Pudo ver a una joven niña rubia con una coleta y un vestidito azul en el jardín de un palacio plateado. Jugaba y reía con otra niña de pelo de ébano y vestido gris alrededor de mucha gente que desprendía una paz desconocida para ella. Una mujer de cabellos plateados apareció a través de un espejo que había en el centro del enorme jardín. La persona que llevaba en sus brazos despertó, se levantó, miró a su alrededor, dio las gracias a la dama que la había transportado y se fue a reunir con algunos conocidos.
Los cabellos plateados y ondulados de esa misteriosa dama la hipnotizaron, tanto que casi no escucha lo que le dijo a las niñas. “Llegó el momento”. Hablaron de un error, un error que cometió la Dama Argentada (pues así era conocida la dama de cabellos de plata) y que tuvo que pagar con la separación de las pequeñas damas. Una sería su heredera, la otra viajaría y viviría más allá del espejo, olvidaría su pasado allí y algún día se reencontraría con su pequeña hermana, momento en el que habrían ya pagado el error de su madre y volverían a estar juntas, eternamente.

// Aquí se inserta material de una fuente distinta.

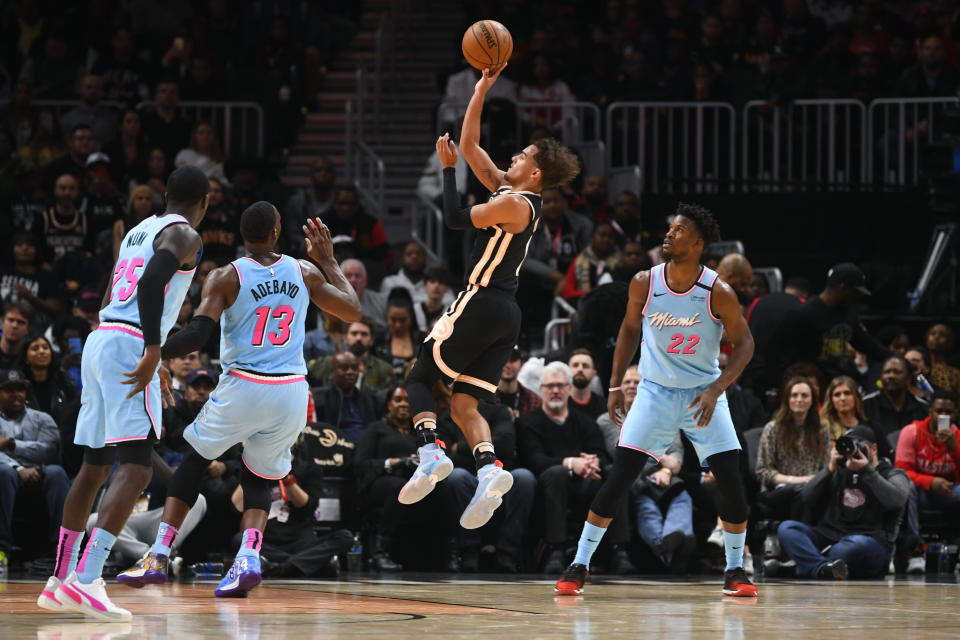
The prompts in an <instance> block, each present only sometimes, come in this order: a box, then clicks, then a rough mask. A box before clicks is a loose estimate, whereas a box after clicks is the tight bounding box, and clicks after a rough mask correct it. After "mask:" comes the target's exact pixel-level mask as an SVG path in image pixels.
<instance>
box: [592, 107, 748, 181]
mask: <svg viewBox="0 0 960 640" xmlns="http://www.w3.org/2000/svg"><path fill="white" fill-rule="evenodd" d="M606 127H607V135H606V151H607V169H613V168H618V167H627V166H633V165H637V166H639V167H640V170H641V172H642V173H643V182H644V185H646V187H647V190H648V191H650V192H651V193H664V192H665V193H674V192H677V191H693V192H697V193H703V192H717V191H720V190H726V189H732V188H733V185H734V181H735V178H736V116H735V113H734V109H733V106H732V105H730V104H727V103H726V102H614V103H613V104H611V105H610V106H609V107H607V118H606Z"/></svg>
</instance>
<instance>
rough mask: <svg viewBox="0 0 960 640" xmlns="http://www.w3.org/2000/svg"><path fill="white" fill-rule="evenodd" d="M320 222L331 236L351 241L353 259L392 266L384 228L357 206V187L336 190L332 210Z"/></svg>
mask: <svg viewBox="0 0 960 640" xmlns="http://www.w3.org/2000/svg"><path fill="white" fill-rule="evenodd" d="M321 219H322V220H323V222H324V224H326V225H327V227H329V228H330V235H331V236H339V235H345V236H350V237H351V238H353V241H354V249H355V251H356V257H357V258H359V259H360V260H375V261H378V262H380V263H381V264H382V265H383V267H384V268H385V269H389V268H390V267H391V266H392V265H393V250H392V249H391V248H390V243H389V241H388V240H387V234H386V232H385V231H384V230H383V225H382V224H380V221H379V220H377V219H376V218H375V217H374V216H372V215H370V214H369V213H367V212H366V211H364V210H363V207H361V206H360V194H359V193H357V189H356V187H353V186H340V187H337V191H336V196H335V197H334V201H333V211H332V212H331V211H328V212H327V213H326V214H325V215H322V216H321Z"/></svg>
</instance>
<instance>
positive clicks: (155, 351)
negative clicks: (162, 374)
mask: <svg viewBox="0 0 960 640" xmlns="http://www.w3.org/2000/svg"><path fill="white" fill-rule="evenodd" d="M159 364H160V345H158V344H154V345H150V346H149V347H146V348H145V349H144V350H143V356H141V358H140V362H138V363H137V368H136V369H134V370H133V371H124V372H123V375H125V376H127V379H126V380H124V381H123V384H132V385H134V386H133V390H131V391H130V393H128V394H127V398H132V397H133V396H135V395H137V394H138V393H140V392H141V391H143V390H144V389H146V388H147V385H149V384H150V381H151V380H153V374H155V373H156V372H157V366H158V365H159Z"/></svg>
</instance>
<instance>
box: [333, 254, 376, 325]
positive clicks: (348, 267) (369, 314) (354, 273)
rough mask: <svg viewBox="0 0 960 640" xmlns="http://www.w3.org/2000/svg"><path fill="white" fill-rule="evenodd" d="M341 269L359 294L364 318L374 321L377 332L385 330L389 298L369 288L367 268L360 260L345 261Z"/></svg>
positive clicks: (345, 275)
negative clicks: (360, 261) (367, 275)
mask: <svg viewBox="0 0 960 640" xmlns="http://www.w3.org/2000/svg"><path fill="white" fill-rule="evenodd" d="M340 269H341V270H342V271H343V276H344V277H345V278H346V279H347V281H348V282H349V283H350V285H351V286H353V289H354V291H356V292H357V297H358V298H360V306H361V307H362V308H363V315H364V317H367V318H370V319H371V320H373V321H374V323H376V326H377V330H380V329H383V328H385V327H386V324H387V296H386V295H384V294H382V293H380V292H379V291H374V290H373V289H368V288H367V268H366V267H365V266H363V263H362V262H360V261H359V260H356V259H353V258H351V259H349V260H344V261H343V263H342V264H341V265H340Z"/></svg>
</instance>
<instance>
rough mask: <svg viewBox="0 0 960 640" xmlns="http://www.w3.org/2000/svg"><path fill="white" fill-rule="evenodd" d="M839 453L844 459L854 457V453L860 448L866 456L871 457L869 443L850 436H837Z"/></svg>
mask: <svg viewBox="0 0 960 640" xmlns="http://www.w3.org/2000/svg"><path fill="white" fill-rule="evenodd" d="M835 446H836V447H837V453H839V454H840V455H841V456H842V457H843V458H844V459H849V458H852V457H853V454H854V453H855V452H856V451H857V450H858V449H859V450H860V453H862V454H863V455H864V457H866V458H869V457H870V450H869V449H868V448H867V444H866V443H865V442H863V441H861V440H856V439H855V438H851V437H850V436H840V437H839V438H837V442H836V445H835Z"/></svg>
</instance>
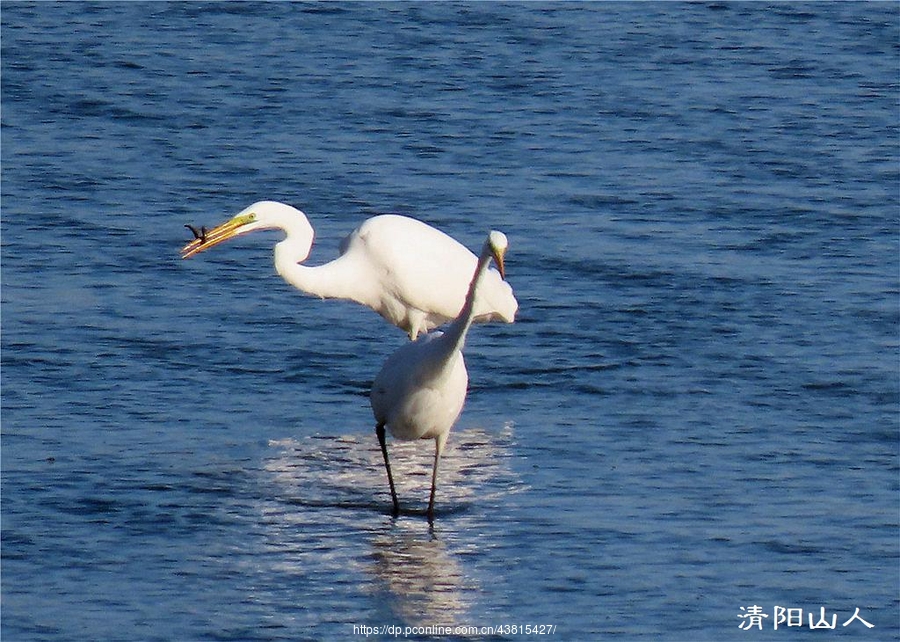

La lágrima de la Dama Translúcida ya había llegado a su fina barbilla, oscilando entre el pálido rostro de la dama y el verdor del suelo que pisaban. Antes de que cayese, la dama mostró un colgante que llevaba oculto entre el vestido blanco, abrió el recipiente que llevaba en él y guardó allí la lágrima. La lágrima de la eternidad, con la que nunca podrían volverlas a separar, la que mantendría el recuerdo vivo.
La Dama Transida no solo había aprendido a aceptar la muerte aquel día, sino que había pagado la deuda de su madre. Translúcida y Transida se abrazaron al tiempo que un nuevo espejo emergía de las lágrimas de la última. Se separaron y comenzaron a recoger cuerpos para llevarlos más allá del espejo.
“La muerte has de aceptar, no hace falta comprender. Ni siquiera su significado tienes que conocer, pues ningún significado tiene si más allá del espejo te dejas caer”. Tras esas palabras de la Dama Translúcida ambas damas se cogieron de la mano, atravesaron el espejo y la Dama Transida dejó de serlo para siempre. Más allá del espejo, más allá de la vida y la muerte, volvió a ser conocida como la Dama de Ébano.